A new report has identified four types of emerging protein that New Zealand could be a leader in producing – but one of the authors warns that the country’s defensive attitude must change if it is to catch up with other food-producing nations.
July 31, 2023

FoodHQ’s report, Unleashing Aotearoa NZ’s Next Protein Revolution, focuses on NZ’s chances of success in producing 10 of these novel proteins.

The four that rank highest are hemp, leafy greens, seaweed and fungi.

FoodHQ chief executive Dr Victoria Hatton said the report builds on two other pieces of work that identified the options and highlighted the need to understand where our strengths could align with the sector.

“The intention of the report was to really help us understand how we can best go about contributing to the emerging protein supply market based on what our ‘uniqueness’ is and that hasn’t been looked at before,” Hatton said.

“How can we take advantage of some of the capabilities NZ has, things that we are good at, and what does our infrastructure looks like?”

NZ lacks the resources and investment that other nations have, so it is vital we make smart decisions that can build upon our strengths as a food producer, she said.

The types of protein covered in the report were ranked against four metrics: competition, natural resources, know-how and regulation.

Precision fermentation, for example, would be challenging because NZ’s rules on genetic modification would need to change to allow production.

Similarly, cultured meat is made using processes NZ is good at, but its main ingredient is sugar, which would have to be imported from overseas.

Hatton said new products require a lot of investment so government funds will be needed to get started. 

“The whole concept of an emerging sector is that it is emerging, so we have very few industry leaders and they are really struggling financially because they are trying to make products in a market which is really hard – they’re still at the research and development stage for some of them,” she said. 

Another major obstacle Hatton identifies is the attitude many in the food and fibre sector have to emerging proteins.

“We’re already seven to 10 years behind in some of these protein classes because we’ve had this defensive view of our more traditional protein products.

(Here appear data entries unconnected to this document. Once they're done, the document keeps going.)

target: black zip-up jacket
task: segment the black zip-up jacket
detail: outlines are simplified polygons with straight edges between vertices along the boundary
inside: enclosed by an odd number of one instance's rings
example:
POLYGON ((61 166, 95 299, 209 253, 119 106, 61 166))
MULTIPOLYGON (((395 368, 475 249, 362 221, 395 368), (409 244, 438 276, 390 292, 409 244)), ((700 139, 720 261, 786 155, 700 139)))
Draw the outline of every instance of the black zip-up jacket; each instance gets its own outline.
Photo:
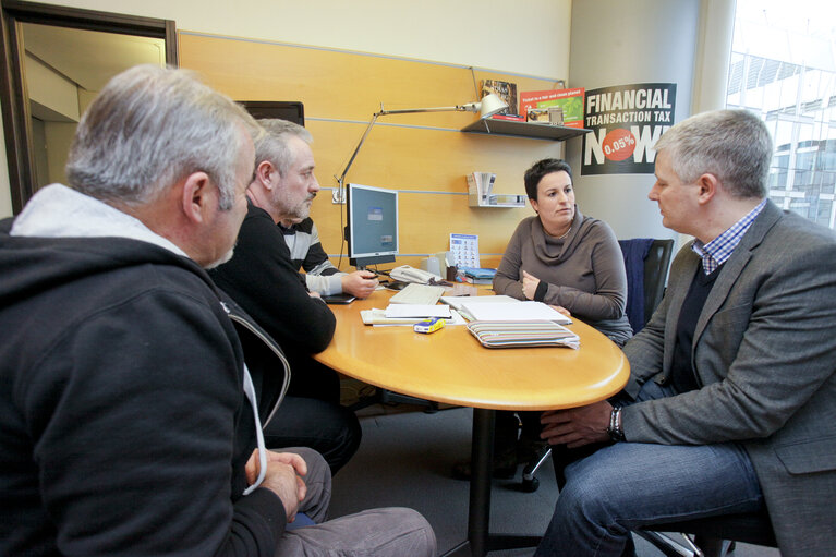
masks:
POLYGON ((281 501, 242 496, 255 421, 234 304, 165 249, 10 228, 0 555, 272 556, 281 501))

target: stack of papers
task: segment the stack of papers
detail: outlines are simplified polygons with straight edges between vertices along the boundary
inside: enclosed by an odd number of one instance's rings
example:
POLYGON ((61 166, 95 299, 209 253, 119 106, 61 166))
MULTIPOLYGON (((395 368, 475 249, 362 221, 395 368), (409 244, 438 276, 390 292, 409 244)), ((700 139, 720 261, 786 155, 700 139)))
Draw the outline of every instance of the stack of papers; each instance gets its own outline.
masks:
POLYGON ((462 267, 460 270, 464 271, 465 280, 472 284, 490 284, 496 276, 496 269, 462 267))
MULTIPOLYGON (((460 307, 456 305, 453 307, 473 320, 549 320, 561 325, 572 323, 572 319, 543 302, 531 300, 520 302, 509 296, 475 296, 460 300, 461 302, 458 302, 460 307), (511 302, 498 300, 500 298, 509 299, 511 302)), ((447 296, 441 298, 441 301, 447 302, 447 296)))
POLYGON ((468 330, 486 348, 566 347, 578 349, 581 339, 548 320, 471 322, 468 330))

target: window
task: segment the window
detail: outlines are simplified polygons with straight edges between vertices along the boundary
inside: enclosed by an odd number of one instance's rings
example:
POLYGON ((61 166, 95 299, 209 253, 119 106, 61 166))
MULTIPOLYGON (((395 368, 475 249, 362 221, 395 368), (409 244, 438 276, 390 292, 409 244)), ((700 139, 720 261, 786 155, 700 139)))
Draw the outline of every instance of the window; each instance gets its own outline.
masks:
POLYGON ((768 195, 836 229, 836 5, 738 0, 726 106, 761 114, 775 155, 768 195))

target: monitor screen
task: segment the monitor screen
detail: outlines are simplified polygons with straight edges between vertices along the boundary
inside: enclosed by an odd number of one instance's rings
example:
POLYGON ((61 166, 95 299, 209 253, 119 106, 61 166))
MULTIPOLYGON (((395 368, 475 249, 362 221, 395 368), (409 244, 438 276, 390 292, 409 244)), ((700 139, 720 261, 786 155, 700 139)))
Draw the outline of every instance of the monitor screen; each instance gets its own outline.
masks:
POLYGON ((398 253, 398 192, 348 184, 349 261, 355 267, 391 263, 398 253))
POLYGON ((305 125, 305 107, 302 102, 290 100, 239 100, 256 120, 280 118, 294 124, 305 125))

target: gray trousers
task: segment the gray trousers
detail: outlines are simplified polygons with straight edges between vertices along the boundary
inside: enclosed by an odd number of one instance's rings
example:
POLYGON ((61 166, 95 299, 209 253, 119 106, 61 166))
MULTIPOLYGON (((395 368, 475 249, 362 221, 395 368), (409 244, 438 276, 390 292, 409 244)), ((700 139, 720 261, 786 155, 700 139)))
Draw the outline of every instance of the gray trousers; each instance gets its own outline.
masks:
POLYGON ((276 557, 434 557, 433 528, 417 511, 400 507, 369 509, 327 520, 331 500, 331 474, 325 459, 304 447, 295 452, 307 464, 307 494, 300 512, 315 525, 286 531, 276 557))

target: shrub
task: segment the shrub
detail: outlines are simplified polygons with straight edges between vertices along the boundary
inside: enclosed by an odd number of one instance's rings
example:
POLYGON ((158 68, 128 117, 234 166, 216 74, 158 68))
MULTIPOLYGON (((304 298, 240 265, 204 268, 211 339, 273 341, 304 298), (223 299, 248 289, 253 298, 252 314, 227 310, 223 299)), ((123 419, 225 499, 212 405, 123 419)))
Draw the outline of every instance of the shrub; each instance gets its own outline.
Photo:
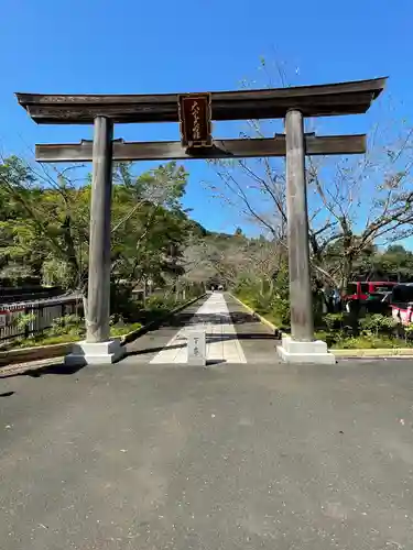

“It’s prevented us from having the open discussion around the possibilities for diversification. I think we can have it all. If you think about the future of food production in NZ, and you think about landscape resilience, we can’t expect to just be doing dairy and red meat on farm in 15 years’ time because the climate is changing and consumer preferences are changing.

“So we have to think about an ‘and’. Can we have dairy with hemp growing as a rotational crop? Could we have dairy and an indoor shed that’s a vertical growing system for leafy greens? 

“If we really invest in the development of these emerging proteins as products then we start to imagine what an alternative to a single system might look like.”